On Wednesday, May 5th the Cognitive Development Center (CDC) hosted a public lecture by Natalie Sebanz and Gunther Knoblich entitled “Joint Action: How People Share Actions, Tasks, and Memories”.
In their lecture, the two distinguished lecturers focused on the mechanisms that allow coordinating joint actions among people. They argued that for example dancing together, building a house, or jointly preparing a meal, ie. people's ability to coordinate their actions with each other is a fundamental aspect of human society. Natalie Sebanz and Gunther Knoblich research those types of processes and representations that make such joint actions possible. In their talk they highlighted on action planning and temporal coordination as the two key aspects of joint action. According to them, studies on action planning reveal that people have a strong tendency to share tasks and memories. They also shared with the audience that studies on coordination suggest that motor simulation, non-verbal coordination signals, and entrainment serve to predict and align actions in time. According to the presenters, future challenges concern the role of inter-individual and inter-group relations, as well as the experiences emerging in joint action.

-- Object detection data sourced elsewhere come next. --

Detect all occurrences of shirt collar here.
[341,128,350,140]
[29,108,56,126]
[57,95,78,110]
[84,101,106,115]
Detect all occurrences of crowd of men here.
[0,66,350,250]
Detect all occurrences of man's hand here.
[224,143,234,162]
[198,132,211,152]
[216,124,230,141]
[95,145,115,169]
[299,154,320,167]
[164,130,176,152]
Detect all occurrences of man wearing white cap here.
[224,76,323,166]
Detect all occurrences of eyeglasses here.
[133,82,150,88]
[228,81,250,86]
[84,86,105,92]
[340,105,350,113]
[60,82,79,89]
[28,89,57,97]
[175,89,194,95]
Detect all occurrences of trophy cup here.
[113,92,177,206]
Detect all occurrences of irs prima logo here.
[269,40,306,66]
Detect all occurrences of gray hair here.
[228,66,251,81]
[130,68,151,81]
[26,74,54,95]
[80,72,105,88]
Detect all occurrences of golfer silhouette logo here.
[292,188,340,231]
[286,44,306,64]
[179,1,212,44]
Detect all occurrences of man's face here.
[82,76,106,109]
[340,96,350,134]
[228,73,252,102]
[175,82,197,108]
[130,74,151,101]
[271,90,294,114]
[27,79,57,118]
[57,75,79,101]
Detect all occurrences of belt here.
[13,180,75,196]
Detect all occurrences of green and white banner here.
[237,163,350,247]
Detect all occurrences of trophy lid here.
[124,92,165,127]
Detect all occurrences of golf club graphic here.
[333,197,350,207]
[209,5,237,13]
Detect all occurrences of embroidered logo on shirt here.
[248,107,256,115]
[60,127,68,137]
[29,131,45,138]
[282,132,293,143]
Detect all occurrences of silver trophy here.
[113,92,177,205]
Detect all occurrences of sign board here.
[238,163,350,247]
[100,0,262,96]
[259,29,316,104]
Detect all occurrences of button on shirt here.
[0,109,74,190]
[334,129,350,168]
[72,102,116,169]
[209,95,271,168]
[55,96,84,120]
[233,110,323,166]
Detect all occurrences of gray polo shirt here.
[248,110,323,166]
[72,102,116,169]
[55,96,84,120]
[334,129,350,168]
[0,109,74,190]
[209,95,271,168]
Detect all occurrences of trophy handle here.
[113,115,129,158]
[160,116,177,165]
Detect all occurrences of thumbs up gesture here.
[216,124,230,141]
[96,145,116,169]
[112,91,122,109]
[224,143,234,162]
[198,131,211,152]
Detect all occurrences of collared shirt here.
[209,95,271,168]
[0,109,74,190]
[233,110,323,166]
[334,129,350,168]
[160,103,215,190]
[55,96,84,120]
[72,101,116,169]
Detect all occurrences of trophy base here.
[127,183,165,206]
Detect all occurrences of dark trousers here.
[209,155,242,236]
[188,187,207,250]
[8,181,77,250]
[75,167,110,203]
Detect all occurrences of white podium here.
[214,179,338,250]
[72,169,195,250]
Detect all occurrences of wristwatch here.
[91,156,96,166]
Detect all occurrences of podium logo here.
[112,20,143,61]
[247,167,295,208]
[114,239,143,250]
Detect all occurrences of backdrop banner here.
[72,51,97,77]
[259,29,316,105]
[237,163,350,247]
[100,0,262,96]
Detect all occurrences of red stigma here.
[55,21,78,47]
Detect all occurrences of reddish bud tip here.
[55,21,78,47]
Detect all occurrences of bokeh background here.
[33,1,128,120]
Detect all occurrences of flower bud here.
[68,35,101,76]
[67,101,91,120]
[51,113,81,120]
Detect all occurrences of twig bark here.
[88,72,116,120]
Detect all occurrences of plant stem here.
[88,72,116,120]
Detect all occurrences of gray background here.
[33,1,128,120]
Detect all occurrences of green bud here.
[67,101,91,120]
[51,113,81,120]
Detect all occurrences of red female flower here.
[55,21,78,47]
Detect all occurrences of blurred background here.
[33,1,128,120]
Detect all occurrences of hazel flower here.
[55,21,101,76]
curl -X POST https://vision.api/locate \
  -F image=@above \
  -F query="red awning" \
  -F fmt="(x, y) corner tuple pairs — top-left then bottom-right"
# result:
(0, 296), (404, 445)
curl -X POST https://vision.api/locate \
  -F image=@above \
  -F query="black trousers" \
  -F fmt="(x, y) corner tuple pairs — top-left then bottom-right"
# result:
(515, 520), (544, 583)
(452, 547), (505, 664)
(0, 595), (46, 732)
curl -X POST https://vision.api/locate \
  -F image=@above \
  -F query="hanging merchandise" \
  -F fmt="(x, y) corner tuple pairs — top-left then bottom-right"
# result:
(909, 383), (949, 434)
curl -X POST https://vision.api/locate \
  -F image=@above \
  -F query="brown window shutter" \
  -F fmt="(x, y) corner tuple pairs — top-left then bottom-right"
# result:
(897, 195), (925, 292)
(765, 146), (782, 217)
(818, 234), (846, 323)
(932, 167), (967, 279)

Natalie Sebanz is an Associate Professor at Radboud University Nijmegen, the Netherlands. With the help of the European Young Investigator Award (EURYI) she started a 5-year project on “Cognitive and Neural Mechanisms of Joint Action” in September 2008. After studying Psychology and Psycholinguistics in Innsbruck, Austria, and a study visit at University College London, Sebanz joined Wolfgang Prinz’s group at the Max Planck Institute for Psychological Research in Munich in 2001. She received her PhD from LMU Munich in 2004 and later that year she joined Maggie Shiffrar’s Lab at Rutgers University as a post-doc. In 2006, she became Assistant Professor at Rutgers. One and a half years later, she moved to the University of Birmingham in the UK, where she spent a year as a lecturer in Psychology. Sebanz is interested in how perception, action, and cognition contribute to social interaction in humans and animals.
Gunther Knoblich is a Professor at Radboud University Nijmegen, the Netherlands. After studying psychology and computer science at Wurzburg University and Hamburg University, he joined one of the first PhD programs for Cognitive Science in Germany in 1994 and received his PhD from Hamburg University in 1997. The same year Knoblich became a research scientist at the Max Planck Institute for Psychological Research in Wolfgang Prinz’s group in Munich. He habilitated at LMU Munich in 2004. Later in 2004 he moved to Rutgers University, where he became an Associate Professor of Cognitive Psychology. In 2007 Knoblich became Full Professor at the University of Birmingham in the UK. His diverse research interests include action and body perception, sense of agency, joint action, embodied communication, Self, stereotyping, and problem solving.